The Dinka peoples of South Sudan are known all over the world for their height, some refer to their land as the land of giants: on average, its men stand almost 6ft according to a recent survey conducted in the country.
The Dinkas are an ethnic group native to South Sudan with a sizable diaspora population abroad.
The Dinkas are known for their staggering height. With the Tutsi of Rwanda, they are believed to be the tallest people in Africa.
A 1976 study by Roberts and Bainbridge reported the average height of 182.6 cm (5 ft 11.9 in) in a sample of 52 Dinka Agaar and 181.3 cm (5 ft 11.4 in) in 227 Dinka Ruweng measured in 1953–1954. Another survey of Dinka men in refugee camps in Ethiopia, published in 1995 found a mean height of 176.4 cm (5 ft 9.4 in).
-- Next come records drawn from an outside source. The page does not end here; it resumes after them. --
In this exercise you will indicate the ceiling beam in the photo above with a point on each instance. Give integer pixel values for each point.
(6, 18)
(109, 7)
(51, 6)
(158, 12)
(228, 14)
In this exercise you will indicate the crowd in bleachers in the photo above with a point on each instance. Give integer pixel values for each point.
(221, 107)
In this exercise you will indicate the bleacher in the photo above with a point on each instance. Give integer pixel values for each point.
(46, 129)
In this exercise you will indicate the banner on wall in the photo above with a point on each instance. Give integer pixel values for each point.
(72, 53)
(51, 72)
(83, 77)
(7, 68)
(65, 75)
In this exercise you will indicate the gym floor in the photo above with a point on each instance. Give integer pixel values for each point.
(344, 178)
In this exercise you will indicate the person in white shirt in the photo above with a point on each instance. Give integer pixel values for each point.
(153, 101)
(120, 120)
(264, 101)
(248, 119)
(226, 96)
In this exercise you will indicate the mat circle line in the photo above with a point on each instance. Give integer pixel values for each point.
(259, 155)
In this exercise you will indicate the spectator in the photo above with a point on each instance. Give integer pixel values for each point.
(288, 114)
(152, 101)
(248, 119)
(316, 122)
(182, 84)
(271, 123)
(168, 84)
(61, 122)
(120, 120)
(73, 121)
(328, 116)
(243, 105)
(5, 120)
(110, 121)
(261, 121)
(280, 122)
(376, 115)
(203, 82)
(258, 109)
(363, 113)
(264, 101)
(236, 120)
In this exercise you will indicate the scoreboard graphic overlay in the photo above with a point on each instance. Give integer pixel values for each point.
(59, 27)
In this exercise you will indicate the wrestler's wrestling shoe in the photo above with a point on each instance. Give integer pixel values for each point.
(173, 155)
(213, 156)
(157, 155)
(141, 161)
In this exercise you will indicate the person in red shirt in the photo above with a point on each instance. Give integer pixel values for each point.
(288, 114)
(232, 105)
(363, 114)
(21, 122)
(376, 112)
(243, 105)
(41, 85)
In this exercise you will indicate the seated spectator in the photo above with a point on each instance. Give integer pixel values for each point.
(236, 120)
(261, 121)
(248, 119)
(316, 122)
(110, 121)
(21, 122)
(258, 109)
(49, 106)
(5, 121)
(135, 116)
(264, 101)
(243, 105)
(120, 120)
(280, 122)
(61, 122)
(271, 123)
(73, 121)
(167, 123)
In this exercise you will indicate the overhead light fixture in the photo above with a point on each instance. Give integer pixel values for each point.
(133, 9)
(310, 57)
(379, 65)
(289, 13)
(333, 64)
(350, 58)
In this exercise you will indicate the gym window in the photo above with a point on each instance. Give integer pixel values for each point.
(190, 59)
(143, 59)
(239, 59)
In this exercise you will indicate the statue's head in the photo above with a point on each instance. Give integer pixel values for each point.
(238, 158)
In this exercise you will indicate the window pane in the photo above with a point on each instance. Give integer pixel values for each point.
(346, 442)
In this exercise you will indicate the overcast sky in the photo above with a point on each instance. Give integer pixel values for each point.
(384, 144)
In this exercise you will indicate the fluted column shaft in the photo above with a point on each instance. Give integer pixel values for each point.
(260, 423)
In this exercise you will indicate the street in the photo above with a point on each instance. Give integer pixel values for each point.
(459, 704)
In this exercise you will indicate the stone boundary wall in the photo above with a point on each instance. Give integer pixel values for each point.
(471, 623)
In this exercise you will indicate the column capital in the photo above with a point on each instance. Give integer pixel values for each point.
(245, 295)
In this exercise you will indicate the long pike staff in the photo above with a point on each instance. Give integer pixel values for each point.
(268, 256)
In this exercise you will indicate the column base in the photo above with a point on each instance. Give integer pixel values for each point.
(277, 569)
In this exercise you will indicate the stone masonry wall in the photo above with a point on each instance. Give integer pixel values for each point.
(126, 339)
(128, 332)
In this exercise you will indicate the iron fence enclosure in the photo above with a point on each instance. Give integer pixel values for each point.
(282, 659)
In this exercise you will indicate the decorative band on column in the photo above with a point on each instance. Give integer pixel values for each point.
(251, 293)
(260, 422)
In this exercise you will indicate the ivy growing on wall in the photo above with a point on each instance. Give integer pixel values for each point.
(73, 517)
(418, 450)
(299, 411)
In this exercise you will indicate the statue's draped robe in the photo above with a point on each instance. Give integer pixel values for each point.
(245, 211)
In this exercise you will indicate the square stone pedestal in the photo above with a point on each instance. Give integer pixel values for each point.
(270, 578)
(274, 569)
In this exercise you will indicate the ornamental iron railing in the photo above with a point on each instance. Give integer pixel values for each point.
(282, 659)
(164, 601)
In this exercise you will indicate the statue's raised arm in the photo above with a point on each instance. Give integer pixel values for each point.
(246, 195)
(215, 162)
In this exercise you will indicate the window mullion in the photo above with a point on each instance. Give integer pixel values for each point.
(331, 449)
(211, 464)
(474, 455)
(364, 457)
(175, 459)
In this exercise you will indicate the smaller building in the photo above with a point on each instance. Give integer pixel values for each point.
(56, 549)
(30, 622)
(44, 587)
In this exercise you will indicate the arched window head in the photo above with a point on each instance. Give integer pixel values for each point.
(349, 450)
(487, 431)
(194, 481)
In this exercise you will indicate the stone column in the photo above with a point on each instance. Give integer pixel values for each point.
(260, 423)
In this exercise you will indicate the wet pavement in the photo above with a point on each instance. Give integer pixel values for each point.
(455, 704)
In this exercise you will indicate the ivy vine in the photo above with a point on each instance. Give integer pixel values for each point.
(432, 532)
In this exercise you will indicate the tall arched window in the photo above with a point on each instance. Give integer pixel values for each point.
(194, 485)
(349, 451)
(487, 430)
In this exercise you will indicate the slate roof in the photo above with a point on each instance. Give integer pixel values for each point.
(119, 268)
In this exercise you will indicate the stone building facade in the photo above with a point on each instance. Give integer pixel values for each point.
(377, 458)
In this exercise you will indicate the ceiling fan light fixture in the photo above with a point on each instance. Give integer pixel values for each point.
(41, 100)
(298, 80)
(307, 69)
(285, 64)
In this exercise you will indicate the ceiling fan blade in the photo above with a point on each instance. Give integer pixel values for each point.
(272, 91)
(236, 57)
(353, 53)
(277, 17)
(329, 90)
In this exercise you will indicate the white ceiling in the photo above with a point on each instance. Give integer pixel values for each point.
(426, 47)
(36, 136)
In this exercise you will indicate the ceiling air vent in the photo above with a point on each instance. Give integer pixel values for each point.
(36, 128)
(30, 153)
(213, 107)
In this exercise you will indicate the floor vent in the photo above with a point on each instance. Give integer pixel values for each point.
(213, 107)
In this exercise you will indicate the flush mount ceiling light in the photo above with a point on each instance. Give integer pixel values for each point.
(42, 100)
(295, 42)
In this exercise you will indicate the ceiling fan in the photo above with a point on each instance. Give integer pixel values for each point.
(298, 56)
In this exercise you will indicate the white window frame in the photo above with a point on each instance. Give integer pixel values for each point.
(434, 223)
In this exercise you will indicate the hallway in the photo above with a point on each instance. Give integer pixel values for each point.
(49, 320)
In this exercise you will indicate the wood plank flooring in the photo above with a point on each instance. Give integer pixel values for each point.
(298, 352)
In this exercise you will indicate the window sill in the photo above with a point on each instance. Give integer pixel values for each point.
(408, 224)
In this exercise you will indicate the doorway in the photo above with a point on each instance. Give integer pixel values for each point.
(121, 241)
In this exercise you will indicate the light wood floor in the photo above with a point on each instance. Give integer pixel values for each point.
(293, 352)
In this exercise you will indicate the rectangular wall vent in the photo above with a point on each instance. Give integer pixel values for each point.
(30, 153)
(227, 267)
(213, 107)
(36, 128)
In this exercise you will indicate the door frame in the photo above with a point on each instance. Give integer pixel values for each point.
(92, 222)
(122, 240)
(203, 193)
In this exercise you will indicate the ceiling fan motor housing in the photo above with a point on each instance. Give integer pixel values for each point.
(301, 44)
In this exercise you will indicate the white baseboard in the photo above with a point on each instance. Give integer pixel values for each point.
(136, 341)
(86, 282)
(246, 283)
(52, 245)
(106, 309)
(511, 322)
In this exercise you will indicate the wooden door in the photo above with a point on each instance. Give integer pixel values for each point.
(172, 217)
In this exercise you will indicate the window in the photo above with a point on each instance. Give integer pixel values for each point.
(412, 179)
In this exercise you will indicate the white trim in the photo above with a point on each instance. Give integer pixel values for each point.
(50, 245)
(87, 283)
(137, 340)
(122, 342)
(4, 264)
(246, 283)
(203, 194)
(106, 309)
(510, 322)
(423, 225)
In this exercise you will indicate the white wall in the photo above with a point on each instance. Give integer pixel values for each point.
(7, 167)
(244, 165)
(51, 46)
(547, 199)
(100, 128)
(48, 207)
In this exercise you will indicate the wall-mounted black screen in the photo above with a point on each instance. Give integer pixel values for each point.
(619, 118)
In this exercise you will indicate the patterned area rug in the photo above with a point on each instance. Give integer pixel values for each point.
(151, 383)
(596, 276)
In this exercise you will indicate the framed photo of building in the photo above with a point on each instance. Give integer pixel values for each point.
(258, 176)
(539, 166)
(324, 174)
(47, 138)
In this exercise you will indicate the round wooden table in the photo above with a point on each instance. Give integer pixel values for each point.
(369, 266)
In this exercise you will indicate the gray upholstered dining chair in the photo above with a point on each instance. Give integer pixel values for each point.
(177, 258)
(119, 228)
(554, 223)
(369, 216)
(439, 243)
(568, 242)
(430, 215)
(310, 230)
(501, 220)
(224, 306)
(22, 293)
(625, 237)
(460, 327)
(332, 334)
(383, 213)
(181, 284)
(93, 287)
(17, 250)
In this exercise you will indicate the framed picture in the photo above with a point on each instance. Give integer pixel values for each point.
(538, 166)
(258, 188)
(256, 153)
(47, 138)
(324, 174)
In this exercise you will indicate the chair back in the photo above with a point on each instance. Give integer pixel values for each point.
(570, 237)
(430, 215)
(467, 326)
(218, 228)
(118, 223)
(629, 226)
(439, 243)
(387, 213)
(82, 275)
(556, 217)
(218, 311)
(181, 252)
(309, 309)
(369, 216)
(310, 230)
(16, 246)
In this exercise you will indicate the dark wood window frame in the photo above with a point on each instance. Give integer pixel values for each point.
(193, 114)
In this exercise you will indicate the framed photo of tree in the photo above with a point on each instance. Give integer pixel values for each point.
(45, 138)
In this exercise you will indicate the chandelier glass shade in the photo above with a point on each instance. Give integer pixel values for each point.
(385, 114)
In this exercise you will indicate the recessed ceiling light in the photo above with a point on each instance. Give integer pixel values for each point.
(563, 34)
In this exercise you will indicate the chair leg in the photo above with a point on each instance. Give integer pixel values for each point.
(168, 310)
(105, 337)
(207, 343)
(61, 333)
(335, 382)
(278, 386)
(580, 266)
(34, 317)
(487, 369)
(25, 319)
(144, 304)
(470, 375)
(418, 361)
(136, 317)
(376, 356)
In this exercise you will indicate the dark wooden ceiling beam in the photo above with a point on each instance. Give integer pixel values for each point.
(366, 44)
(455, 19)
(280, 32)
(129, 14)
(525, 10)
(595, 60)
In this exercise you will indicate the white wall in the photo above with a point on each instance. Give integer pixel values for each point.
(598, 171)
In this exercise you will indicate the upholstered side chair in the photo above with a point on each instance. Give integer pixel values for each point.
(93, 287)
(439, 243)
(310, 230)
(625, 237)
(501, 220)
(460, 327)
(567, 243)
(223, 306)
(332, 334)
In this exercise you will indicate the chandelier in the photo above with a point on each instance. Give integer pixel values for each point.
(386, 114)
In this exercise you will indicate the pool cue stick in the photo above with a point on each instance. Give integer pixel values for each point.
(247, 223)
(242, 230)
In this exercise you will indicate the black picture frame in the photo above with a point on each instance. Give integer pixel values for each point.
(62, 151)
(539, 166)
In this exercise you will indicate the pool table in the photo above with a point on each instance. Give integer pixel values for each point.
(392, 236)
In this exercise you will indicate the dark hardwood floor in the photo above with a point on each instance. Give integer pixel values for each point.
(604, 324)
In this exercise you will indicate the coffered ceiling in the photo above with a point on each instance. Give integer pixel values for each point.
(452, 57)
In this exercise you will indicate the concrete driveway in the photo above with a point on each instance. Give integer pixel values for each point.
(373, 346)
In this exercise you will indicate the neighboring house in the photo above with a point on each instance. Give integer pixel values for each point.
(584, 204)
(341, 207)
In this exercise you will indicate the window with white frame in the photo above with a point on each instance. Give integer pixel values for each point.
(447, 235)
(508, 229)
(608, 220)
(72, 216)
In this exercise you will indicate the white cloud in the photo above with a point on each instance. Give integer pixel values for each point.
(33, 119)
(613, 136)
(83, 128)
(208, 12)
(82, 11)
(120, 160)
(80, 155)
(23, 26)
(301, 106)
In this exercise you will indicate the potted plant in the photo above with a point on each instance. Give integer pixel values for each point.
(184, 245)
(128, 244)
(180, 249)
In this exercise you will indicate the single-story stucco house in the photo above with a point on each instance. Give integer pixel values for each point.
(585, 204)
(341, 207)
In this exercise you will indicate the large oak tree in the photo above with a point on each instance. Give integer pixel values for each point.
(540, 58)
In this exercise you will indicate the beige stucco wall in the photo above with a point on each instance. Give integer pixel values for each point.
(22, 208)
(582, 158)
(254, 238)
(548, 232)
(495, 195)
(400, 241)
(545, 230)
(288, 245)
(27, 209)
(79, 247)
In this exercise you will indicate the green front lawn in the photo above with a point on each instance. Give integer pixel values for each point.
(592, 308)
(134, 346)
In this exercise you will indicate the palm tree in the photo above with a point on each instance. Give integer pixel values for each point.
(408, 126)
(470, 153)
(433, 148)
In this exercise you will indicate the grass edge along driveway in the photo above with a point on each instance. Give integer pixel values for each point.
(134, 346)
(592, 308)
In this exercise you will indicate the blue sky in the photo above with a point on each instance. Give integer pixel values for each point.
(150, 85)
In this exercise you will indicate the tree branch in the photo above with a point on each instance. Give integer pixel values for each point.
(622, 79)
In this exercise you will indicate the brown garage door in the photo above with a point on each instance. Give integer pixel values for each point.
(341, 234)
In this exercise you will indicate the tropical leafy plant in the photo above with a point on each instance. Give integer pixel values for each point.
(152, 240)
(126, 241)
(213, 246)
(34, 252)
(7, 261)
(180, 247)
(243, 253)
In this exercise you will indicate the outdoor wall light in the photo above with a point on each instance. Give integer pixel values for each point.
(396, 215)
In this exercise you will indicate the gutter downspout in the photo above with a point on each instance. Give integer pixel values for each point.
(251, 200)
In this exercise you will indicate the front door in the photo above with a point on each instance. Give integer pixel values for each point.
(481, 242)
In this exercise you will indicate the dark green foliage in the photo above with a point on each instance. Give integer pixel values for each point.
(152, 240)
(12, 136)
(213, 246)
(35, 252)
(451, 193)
However, according to recent studies, it seems the stature of today’s Dinka males is lower, possibly as a consequence of undernutrition and conflicts. Other studies of comparative historical height data and nutrition have placed the Dinkas as the tallest people in the world.
A popular explanation according to some scientists is that the Dinkas eat a calorie-stuffed diet rich in dairy products, grains, and meat.
Some Notable Dinkas
Manute Bol was a South Sudanese-born American basketball player and political activist. Listed at 7 ft 7 in, Bol was one of the two tallest players in the history of the National Basketball Association.
Bol Manute Bol is a South Sudanese-American professional basketball player for the Denver Nuggets of the National Basketball Association and he is the son of Manute bol, one the tallest basketball (NBA) player ever. Bol Bol is 2.18m (7’2 ft).
Bol Manute Bol
Thon maker is an Australian and South Sudanese Profesional basketballer who last played for the Cleveland Cavalier. He stands at 7 feet tall. Both his parents are also both extremely tall; his father stands 6 ft 8 in and his mother stands 6 ft 3 in.
Culture of the Dinkas
The Dinka mainly practice traditional agriculture and pastoralism, relying on cattle husbandry for milk and as a matter of cultural pride.
Their pastoral lifestyle is also reflected in their religious beliefs and practices. Most – especially those in villages – revere one God, Nhialic, who speaks through spirits that take temporary possession of individuals in order to speak through them. The Dinka believe they derive religious power from nature and the world around them, rather than from a religious tome.